One of the things to keep in mind when learning a new programming language is that it isn’t enough to learn the syntax and semantics of various language features you are unfamiliar with. Just as important is learning the idioms and way of thinking that goes with these language features. On reddit, ubernostrum pointed out that my usage of

if all_links.get(url) == None:

was jarring to read as a Python programmer when compared to the more idiomatic

if url not in all_links:

Of course this is just a stylistic issue but his point is valid.
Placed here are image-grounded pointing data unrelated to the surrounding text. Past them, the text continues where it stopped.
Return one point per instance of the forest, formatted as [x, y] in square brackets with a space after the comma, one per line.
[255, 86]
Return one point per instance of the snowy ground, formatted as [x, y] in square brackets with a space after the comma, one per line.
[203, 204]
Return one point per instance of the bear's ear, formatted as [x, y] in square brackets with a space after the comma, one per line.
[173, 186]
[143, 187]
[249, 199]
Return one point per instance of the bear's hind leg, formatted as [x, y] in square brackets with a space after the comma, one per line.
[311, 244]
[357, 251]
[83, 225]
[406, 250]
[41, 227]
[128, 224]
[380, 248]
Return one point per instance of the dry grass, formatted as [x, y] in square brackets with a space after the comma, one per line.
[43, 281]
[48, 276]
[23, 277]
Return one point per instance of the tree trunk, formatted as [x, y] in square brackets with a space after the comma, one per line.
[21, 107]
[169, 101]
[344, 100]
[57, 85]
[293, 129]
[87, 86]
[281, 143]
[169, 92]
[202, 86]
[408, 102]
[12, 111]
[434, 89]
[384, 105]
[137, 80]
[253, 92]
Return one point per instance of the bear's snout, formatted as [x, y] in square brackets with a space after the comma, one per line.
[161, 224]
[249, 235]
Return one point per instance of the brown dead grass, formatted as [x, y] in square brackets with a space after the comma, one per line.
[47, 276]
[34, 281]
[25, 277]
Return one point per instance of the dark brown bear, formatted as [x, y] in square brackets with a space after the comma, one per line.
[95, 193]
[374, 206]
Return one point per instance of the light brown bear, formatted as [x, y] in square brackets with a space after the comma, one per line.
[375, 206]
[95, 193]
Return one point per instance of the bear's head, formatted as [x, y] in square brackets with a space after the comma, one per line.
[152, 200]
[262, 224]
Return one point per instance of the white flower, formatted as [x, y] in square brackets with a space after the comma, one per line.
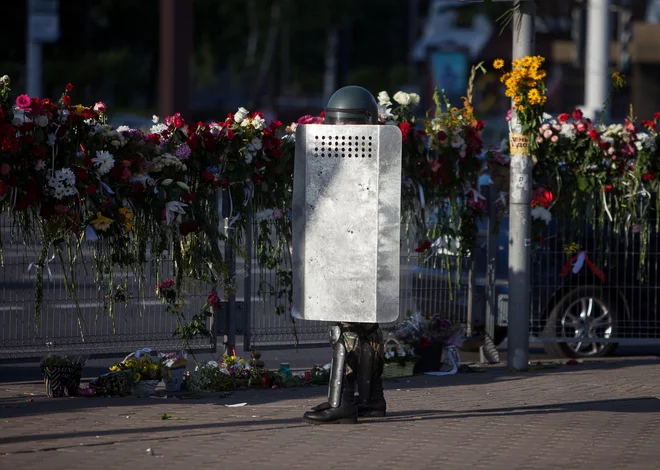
[20, 118]
[384, 113]
[541, 213]
[384, 99]
[567, 131]
[402, 98]
[240, 115]
[172, 209]
[104, 161]
[158, 128]
[258, 122]
[457, 141]
[41, 121]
A similar thing happened with regards to other aspects of my recent post entitled Does C# 3.0 Beat Dynamic Languages at their Own Game? 

I argued that type inferencing and anonymous types in C# 3.0 did not offer the same degree of functionality that tuples and dynamic typing did when it came to processing intermediate values in a computation without requiring nominal types (i.e. named classes) to hold these values.
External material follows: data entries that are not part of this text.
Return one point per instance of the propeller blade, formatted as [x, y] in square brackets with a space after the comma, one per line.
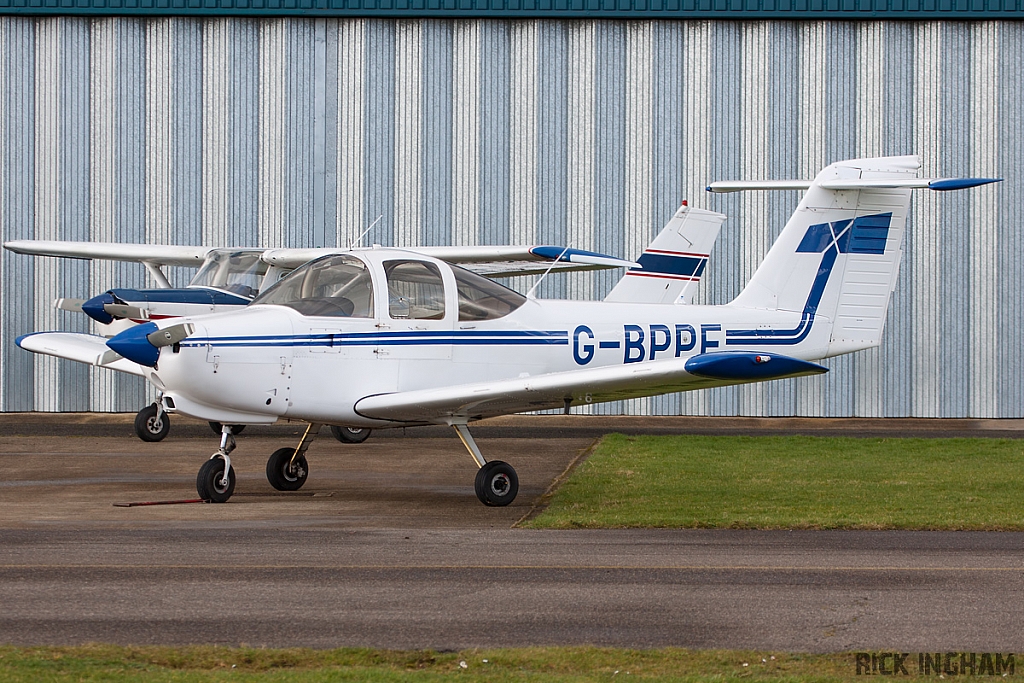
[123, 310]
[171, 335]
[74, 305]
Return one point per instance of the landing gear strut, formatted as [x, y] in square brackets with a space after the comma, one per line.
[152, 424]
[287, 469]
[215, 481]
[350, 434]
[497, 483]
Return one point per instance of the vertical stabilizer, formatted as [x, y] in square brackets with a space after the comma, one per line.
[674, 262]
[837, 259]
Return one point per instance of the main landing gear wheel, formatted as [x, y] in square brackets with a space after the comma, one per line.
[236, 429]
[350, 434]
[283, 474]
[210, 482]
[497, 483]
[152, 424]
Specifically I had the following IronPython code,

IronPython Code

      for item in filteredItems:
            vote = (voteFunc(item), item, feedTitle)
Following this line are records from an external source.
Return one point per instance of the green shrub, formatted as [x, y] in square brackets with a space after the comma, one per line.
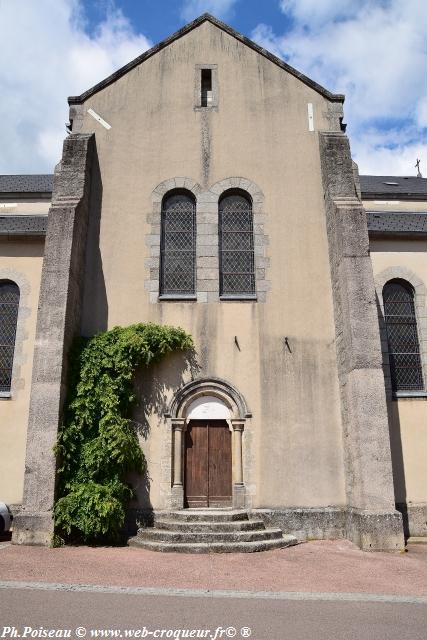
[97, 446]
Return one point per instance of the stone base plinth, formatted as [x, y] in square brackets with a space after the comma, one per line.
[376, 530]
[33, 529]
[239, 496]
[370, 530]
[177, 497]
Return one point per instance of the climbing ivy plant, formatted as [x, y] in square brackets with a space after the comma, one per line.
[97, 445]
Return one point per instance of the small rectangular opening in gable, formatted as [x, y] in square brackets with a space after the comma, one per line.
[206, 88]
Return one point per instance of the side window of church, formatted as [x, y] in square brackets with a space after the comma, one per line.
[236, 245]
[402, 336]
[9, 304]
[178, 245]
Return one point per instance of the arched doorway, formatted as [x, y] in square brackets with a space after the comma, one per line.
[207, 454]
[208, 418]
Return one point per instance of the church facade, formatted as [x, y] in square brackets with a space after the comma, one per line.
[208, 185]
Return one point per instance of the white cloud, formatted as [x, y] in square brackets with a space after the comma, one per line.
[219, 8]
[375, 52]
[46, 55]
            #add a vote for each of the URLs
            for url in item.outgoing_links.Keys:
                if all_links.get(url) is None:
                    all_links[url] = []
                all_links.get(url).append(vote)

    # tally the votes, only 1 vote counts per feed
    weighted_links = []
    for link, votes in all_links.items():
        site = {}
        for weight, item, feedTitle in votes:
            site[feedTitle] = min(site.get(feedTitle,1), weight)
        weighted_links.append((sum(site.values()), link))
    weighted_links.sort()
    weighted_links.reverse()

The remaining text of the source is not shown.